La catastrophe ferroviaire de Brétigny-sur-Orge (Essonne), qui a fait six morts et neuf blessés graves dans le train Paris-Limoges, vendredi 12 juillet, est tout sauf une surprise. Dès 2005, un audit de l’école polytechnique de Lausanne pointait un sous-investissement chronique sur le rail français. Dès le 25 juin, un expert ferroviaire confiait à La Lettre M : « L’Etat a une volonté forte de privilégier l’entretien du réseau existant et de repousser quasiment la totalité des projets de lignes à grande vitesse, gourmands en crédit public, à plus tard (…) Le réseau francilien est dans un état épouvantable, avec presque des émeutes quotidiennes. » Des propos sombrement prémonitoires.

Le 27 juin, les conclusions de la commission Mobilité 21 abondent dans ce sens : seule la ligne nouvelle Bordeaux-Toulouse sera réalisée d’ici à 2030. Priorité au réseau existant, où tant d’efforts restent à faire en termes non seulement de sécurité, mais aussi de fluidité (les ‘nœuds ferroviaires’), de confort (places assises, climatisation l’été, accessibilité handicapés, wi-fi, espaces travail, billettique nouvelle génération…), d’information clients et de ponctualité.

Le seul mérite de l’accident de Brétigny est donc de mettre en lumière l’urgence de la rénovation du réseau ferroviaire existant français, au détriment des projets de lignes nouvelles. Faute d’argent suffisant, il faut trancher. Ironie du calendrier : Jean-Marc Ayrault venait de valider cette stratégie, le 9 juillet. Ce drame ringardise, d’un seul coup d’un seul, les pressions protéiformes (communiqués, déclarations, envois de délégations…) des élus concernés par des projets de lignes nouvelles sacrifiés. Les gesticulations des élus en question sont d’ailleurs plus feintes que réelles. Il faut bien faire semblant de se battre et faire croire qu’on a du poids à Paris : les élections (municipales et régionales), c’est demain. Mais au fond, en haut lieu, tout le monde sait très bien qu’il n’y a plus d’argent dans les caisses, encore moins pour des projets de plusieurs milliards d’euros, à la rentabilité hypothétique.

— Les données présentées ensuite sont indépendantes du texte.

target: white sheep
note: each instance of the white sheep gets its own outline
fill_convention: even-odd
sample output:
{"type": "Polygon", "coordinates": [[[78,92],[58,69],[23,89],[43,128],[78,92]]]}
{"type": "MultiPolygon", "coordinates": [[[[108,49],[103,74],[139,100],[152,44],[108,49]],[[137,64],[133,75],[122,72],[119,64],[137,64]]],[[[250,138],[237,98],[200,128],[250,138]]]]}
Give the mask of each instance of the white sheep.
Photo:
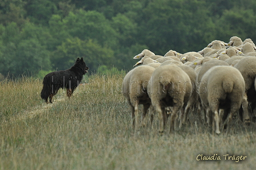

On retiendra aussi l’art consommé de la communication de crise de Guillaume Pépy, président de la SNCF. Quelques larmes de crocodile devant les caméras, quelques minutes après le sinistre, sur les lieux. Redoutable d efficacité : empathie avec les victimes, attachement affectif au ferroviaire… Tout le monde mord à l’hameçon. On est moins à l’aise pour l’accuser/acculer. Chapeau bas. Et maintenant, il faudra quand même nous dire ce qu’elle foutait là, cette éclisse.